Completed reading Nicholas Carr’s latest book "The Big Switch", I feel that it begins dramatically but the plot peters out before the end. M. McDonald has a detailed review which I agree a lot. Here I just want to discuss about the unbundling from chapter 8, "The Great Unbundling".
"For the publisher, the newspaper as a whole becomes far less important. What matters are the parts. Each story becomes a separate product standing naked in the marketplace. It lives or dies on its own economic merits."
I can not quite agree with this claim. Nicholas says:
"iTunes store has unbundled music, making it easy to buy by the song rather than the album. … TiVo … are unbundling television, separating the program from the network and its schedule. … YouTube goes even further, letting viewers watch brief clips rather than sitting through entire shows. Amazon.com has announced plans to unbundle books, selling them by the page. …"
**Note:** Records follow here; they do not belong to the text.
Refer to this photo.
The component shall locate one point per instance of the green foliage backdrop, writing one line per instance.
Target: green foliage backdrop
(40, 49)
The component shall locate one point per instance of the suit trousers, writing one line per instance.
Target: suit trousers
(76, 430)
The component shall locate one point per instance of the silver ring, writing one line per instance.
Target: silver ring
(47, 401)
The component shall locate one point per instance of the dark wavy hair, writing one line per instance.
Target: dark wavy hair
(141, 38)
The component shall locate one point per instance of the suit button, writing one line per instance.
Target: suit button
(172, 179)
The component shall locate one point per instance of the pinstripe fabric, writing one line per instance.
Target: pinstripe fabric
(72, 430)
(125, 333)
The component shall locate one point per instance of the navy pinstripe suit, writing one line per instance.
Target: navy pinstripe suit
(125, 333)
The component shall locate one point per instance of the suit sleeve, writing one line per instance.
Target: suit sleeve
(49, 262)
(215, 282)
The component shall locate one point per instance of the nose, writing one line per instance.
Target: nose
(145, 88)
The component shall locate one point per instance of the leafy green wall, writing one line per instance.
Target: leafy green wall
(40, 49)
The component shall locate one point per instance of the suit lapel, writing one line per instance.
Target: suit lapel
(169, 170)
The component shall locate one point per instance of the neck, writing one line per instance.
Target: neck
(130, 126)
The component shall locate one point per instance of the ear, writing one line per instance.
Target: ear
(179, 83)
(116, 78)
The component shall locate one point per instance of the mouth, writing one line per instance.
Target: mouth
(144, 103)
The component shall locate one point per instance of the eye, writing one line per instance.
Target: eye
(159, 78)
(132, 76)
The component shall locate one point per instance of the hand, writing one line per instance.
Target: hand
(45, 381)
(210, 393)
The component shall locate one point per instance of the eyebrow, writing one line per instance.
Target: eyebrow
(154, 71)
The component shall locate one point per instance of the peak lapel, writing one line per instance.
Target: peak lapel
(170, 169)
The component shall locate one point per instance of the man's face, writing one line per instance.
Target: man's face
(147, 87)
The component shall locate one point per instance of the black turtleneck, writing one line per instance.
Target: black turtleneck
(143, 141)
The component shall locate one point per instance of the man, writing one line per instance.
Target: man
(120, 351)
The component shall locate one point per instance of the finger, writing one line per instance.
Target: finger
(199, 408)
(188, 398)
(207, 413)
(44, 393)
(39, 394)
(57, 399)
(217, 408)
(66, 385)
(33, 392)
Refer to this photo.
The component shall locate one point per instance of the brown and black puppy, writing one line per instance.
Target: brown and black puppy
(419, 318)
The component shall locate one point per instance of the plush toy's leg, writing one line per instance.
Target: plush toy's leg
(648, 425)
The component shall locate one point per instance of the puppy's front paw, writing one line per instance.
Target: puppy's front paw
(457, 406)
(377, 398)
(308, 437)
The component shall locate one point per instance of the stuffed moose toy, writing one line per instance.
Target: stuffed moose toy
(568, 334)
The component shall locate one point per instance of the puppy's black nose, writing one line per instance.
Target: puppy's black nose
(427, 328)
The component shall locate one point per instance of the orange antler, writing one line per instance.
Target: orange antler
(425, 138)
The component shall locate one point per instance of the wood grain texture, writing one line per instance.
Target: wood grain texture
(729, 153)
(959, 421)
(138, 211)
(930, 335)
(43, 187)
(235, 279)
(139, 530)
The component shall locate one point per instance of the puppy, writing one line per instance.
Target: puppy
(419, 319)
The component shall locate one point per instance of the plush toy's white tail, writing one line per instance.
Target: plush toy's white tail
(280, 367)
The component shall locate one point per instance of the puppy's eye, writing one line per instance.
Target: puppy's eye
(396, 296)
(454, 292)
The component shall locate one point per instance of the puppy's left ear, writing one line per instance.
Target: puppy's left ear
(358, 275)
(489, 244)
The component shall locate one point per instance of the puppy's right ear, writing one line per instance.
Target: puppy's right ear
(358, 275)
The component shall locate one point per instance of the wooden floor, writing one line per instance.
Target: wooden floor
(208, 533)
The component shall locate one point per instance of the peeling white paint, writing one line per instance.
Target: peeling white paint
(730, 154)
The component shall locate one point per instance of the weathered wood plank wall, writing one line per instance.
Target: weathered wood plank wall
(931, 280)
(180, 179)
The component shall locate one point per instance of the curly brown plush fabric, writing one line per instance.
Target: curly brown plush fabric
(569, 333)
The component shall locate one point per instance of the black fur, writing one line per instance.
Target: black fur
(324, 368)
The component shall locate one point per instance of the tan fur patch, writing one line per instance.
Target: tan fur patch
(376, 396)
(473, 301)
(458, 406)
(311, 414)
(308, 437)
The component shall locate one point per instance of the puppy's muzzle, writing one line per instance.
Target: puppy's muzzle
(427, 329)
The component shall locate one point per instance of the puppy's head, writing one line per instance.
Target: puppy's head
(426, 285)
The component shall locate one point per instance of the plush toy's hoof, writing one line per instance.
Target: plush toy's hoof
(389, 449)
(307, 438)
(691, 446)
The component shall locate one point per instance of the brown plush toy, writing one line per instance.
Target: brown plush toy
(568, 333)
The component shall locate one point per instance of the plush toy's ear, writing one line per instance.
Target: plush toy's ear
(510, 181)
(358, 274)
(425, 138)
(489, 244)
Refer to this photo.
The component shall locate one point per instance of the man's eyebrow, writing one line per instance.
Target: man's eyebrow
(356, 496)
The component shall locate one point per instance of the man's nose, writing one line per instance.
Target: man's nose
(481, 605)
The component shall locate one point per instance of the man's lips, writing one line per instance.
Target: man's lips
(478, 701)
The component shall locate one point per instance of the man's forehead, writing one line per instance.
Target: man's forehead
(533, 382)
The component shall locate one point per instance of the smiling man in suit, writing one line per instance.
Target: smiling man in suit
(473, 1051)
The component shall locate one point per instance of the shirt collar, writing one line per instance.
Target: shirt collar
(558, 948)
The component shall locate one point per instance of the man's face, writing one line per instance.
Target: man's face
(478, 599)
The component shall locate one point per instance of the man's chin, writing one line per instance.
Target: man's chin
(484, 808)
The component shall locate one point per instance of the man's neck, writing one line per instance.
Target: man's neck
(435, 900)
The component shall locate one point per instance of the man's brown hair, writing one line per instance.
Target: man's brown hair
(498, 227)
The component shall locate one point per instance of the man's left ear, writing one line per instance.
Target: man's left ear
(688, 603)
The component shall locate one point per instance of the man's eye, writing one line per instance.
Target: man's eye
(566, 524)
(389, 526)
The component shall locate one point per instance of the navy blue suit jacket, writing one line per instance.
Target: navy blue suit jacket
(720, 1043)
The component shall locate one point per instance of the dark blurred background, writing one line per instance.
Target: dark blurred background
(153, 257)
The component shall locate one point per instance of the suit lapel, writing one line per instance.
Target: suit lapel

It is true that these services have a unbundling power. However, the conclusion is just the current status without any further analysis. I think the unbundling is not the end. In fact, people depend on some channels to obtain high quality works. These channels save people the energy to search the wanted information. We could call it "brand" or something else. But the concept beyond single product does exist. So the "each story becomes a separate product standing naked in the marketplace" situation will never happen. It is just a reorganization of how business is running. I think this can be empirically proved with some existing data. Maybe the performance of qidian.com fantasy fictions could be a proof. That is to say, readers’ trust on the author, besides the quality the fiction itself, has a significant impact on the performance.
I think my unsatisfied expectation of the latter part of the book comes from this reason as well. Carr merely lists the phenomenon rather than providing in-depth analysis and insights about the "utility computing" or "World Wide Computer. I hope that his next book (The Shallows, which claims to examine the intellectual and social consequences of the Internet) would be a better one on this problem.